Después de la explosión, la temperatura empezó a bajar y las partículas que surgieron se fueron uniendo, dando lugar a la materia: primero los átomos, luego las estrellas, los planetas, los asteroides… Todo un proceso que duró más de 13000 millones de años, los años de antigüedad que tiene el universo.
¿Y cuándo surgió la vida en la Tierra? Pues hace unos 3800 millones de años. Ojo, cuando hablamos de vida, no hablamos de nosotros, los seres humanos. Los primeros fósiles orgánicos tienen una edad de 3500 millones de años. Una vida que surgió tras numerosas reacciones químicas sometidas a unas condiciones de temperatura y presión determinadas.
Las primeras formas de vida pluricelular surgieron hace más de 2000 millones de años y, ¿sabes qué? El Homo sapiens evolucionó hace tan solo 200 mil años.
Todos estos números son para que nos demos cuenta de que, en realidad, no llevamos demasiado tiempo por aquí, teniendo en cuenta el tiempo que comenzó a formarse todo esto que conocemos, e, incluso, lo que no conocemos, que aún es mucho. Una vez leí que, si pudiéramos comparar el tiempo desde que ocurrió el big bang hasta la actualidad con un día, nosotros, los humanos, habríamos surgido ya cerca del anochecer. La vida se tomó su tiempo…
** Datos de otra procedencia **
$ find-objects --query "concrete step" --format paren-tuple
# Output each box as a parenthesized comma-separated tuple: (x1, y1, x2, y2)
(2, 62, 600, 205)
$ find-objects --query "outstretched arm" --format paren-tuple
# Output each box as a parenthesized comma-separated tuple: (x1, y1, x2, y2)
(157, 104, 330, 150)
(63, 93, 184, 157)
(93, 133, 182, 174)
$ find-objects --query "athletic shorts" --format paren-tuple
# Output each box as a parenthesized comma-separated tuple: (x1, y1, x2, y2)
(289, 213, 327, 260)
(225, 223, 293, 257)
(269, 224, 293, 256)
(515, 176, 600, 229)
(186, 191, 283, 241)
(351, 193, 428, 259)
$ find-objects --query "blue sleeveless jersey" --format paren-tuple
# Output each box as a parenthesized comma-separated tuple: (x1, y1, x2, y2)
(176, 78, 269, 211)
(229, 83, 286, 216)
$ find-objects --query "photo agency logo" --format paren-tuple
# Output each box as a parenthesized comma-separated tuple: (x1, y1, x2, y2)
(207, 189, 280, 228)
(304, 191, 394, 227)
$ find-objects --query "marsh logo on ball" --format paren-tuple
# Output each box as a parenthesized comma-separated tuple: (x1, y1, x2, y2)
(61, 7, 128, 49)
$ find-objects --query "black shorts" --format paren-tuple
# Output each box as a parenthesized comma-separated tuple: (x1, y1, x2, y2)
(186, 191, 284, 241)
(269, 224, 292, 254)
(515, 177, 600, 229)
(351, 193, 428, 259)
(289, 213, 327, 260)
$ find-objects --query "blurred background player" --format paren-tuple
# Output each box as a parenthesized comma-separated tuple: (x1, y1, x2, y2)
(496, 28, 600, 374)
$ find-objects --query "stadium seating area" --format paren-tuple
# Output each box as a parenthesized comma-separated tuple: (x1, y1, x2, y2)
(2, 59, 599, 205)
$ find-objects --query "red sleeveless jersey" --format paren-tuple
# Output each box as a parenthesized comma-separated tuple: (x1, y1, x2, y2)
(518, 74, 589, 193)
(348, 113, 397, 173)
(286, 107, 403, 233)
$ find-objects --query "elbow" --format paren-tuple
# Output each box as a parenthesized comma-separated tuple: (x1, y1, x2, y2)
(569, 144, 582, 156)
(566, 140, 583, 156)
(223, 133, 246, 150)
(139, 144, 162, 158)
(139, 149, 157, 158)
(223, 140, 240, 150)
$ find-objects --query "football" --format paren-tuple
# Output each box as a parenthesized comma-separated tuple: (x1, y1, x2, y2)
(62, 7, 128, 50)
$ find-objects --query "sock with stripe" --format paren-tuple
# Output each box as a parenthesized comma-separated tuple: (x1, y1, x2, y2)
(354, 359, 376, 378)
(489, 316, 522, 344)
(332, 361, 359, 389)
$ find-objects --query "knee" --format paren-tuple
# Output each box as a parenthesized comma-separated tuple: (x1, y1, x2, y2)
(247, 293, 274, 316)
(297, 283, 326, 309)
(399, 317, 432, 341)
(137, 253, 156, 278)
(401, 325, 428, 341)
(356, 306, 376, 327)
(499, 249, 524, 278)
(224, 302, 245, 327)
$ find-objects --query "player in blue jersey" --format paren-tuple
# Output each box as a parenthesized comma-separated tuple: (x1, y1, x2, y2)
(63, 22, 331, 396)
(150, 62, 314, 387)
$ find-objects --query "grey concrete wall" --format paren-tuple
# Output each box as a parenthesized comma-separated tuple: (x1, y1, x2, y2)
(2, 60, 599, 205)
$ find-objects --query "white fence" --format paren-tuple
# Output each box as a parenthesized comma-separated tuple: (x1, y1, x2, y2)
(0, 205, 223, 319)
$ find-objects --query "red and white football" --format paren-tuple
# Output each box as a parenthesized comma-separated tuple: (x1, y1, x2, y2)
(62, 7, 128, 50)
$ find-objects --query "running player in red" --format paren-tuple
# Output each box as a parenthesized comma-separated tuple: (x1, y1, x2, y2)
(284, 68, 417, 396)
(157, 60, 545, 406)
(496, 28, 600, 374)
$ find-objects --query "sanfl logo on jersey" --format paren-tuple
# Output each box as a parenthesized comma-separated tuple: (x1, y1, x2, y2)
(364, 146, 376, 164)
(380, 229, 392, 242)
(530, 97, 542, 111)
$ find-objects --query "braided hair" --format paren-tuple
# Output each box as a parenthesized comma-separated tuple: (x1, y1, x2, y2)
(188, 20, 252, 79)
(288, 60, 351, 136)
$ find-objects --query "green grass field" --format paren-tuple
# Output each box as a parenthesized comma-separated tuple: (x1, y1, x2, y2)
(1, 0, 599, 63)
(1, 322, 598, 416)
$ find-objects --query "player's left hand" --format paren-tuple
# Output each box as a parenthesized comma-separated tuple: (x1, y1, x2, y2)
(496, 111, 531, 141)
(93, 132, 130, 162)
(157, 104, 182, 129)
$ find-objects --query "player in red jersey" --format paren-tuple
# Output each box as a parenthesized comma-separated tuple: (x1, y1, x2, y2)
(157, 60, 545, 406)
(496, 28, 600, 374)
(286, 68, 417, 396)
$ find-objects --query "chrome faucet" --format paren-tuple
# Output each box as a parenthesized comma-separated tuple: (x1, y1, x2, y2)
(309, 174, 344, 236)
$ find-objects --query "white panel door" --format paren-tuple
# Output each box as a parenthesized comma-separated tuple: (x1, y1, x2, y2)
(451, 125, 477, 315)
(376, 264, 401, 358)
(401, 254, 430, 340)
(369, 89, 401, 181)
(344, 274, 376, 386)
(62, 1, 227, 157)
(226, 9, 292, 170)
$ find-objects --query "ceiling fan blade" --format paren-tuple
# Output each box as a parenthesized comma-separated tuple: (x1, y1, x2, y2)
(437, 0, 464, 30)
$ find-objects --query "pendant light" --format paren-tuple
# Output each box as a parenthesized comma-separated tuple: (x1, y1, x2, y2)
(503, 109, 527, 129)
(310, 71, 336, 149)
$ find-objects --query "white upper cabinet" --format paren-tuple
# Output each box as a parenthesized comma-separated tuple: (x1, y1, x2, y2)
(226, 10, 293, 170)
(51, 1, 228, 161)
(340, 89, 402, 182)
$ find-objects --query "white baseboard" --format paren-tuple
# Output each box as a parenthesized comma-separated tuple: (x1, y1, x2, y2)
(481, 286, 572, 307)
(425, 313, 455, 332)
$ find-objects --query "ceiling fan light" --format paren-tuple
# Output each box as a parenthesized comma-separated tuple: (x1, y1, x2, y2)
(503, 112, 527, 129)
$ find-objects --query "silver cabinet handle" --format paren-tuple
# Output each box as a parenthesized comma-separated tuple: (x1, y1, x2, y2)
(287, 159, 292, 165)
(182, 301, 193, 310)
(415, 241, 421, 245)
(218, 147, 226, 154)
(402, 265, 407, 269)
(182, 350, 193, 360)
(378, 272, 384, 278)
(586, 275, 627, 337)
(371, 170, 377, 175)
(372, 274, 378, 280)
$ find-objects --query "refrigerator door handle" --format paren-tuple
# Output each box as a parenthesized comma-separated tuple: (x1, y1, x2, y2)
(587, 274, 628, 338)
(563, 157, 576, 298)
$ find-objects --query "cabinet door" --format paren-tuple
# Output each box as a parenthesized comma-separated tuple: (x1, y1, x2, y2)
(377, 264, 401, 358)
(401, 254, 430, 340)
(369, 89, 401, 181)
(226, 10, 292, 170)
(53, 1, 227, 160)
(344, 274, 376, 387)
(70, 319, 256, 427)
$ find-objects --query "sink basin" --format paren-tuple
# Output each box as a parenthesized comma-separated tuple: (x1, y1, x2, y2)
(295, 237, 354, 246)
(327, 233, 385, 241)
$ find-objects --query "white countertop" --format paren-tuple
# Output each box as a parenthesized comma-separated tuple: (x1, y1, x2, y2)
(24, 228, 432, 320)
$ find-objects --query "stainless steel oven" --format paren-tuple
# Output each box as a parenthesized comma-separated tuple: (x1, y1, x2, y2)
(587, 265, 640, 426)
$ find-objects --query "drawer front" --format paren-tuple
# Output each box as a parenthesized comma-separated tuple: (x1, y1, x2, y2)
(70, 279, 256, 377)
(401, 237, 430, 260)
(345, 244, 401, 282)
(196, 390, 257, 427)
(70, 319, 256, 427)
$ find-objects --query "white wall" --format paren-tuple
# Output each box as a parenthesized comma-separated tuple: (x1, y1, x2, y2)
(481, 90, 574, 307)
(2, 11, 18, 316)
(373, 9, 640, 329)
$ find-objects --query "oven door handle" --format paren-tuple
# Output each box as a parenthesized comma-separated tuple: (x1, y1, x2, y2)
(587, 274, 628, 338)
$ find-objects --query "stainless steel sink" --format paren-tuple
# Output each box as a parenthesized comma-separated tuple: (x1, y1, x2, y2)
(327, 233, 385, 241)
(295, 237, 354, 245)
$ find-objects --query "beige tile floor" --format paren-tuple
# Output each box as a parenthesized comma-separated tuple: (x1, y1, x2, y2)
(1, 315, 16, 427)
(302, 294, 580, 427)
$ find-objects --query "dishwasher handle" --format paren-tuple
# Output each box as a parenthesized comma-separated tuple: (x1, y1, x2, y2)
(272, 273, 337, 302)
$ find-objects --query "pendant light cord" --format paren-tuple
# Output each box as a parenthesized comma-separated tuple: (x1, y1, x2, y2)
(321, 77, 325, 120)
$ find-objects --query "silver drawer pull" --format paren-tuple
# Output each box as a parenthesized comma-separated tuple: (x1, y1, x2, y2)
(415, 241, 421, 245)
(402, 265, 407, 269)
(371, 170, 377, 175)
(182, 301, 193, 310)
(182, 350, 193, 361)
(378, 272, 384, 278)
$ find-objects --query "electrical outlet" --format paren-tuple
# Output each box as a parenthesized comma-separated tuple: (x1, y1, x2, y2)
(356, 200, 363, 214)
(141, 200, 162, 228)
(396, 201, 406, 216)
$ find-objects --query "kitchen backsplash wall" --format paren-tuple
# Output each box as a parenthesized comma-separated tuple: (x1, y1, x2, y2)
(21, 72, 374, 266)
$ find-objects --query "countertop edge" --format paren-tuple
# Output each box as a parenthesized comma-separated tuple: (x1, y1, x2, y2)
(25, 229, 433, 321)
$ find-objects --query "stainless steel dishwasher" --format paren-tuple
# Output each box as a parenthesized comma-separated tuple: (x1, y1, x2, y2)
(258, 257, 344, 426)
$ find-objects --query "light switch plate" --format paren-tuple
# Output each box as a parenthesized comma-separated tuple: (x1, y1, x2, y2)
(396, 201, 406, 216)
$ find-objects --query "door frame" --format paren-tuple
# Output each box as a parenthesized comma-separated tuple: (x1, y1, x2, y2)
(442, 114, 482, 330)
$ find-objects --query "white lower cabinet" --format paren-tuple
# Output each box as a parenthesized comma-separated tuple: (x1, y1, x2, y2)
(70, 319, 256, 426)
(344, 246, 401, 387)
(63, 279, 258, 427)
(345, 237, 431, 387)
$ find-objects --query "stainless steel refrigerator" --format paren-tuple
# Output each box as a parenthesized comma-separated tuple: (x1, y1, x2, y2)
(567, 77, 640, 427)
Muchos procesos que se han dado o se dan en la naturaleza han surgido después de un periodo largo de tiempo: miles de millones de años, como es el caso del universo; millones de años, como es la formación de montañas (el río Colorado comenzó a formar el cañón que lleva el mismo nombre hace 17 millones de años); cientos de miles de años, como es el surgimiento de nuestra especie; miles de años, como algunos árboles… o 9 meses, como es la gestación de un ser humano. Nada (o casi nada) que merezca la pena surge de un día para otro. Todo requiere una espera. Pero no es una espera pasiva. Se trata, más bien, de una espera rumiante, activa, que hace, que se expande, que no deja de re-crear, que va en camino hacia la conquista de su culminación.
Esto debe resultarnos familiar a los cristianos. No en vano, antes de la Navidad, celebramos el Adviento, que es un tiempo de espera, la misma espera movilizadora que ocurre en nuestra Madre Naturaleza.
La espera cristiana es una espera que, mientras espera, va edificando, va preparando, va haciendo camino… Es una espera que se vive en la confianza de que, efectivamente, hay algo, alguien a quien esperar.
Vivamos estos últimos días de Adviento en esa “espera rumiante”, impulsora y constructiva. No nos quedemos a medio camino, no caigamos en la trampa de que ya no queda más tramo que caminar. Mientras esperas, imita a la naturaleza: expándete, crece, deja huella, evoluciona, da forma…Y será en ese quehacer silencioso donde la esperanza se hace un hueco, donde el propio Jesús entra en tu historia.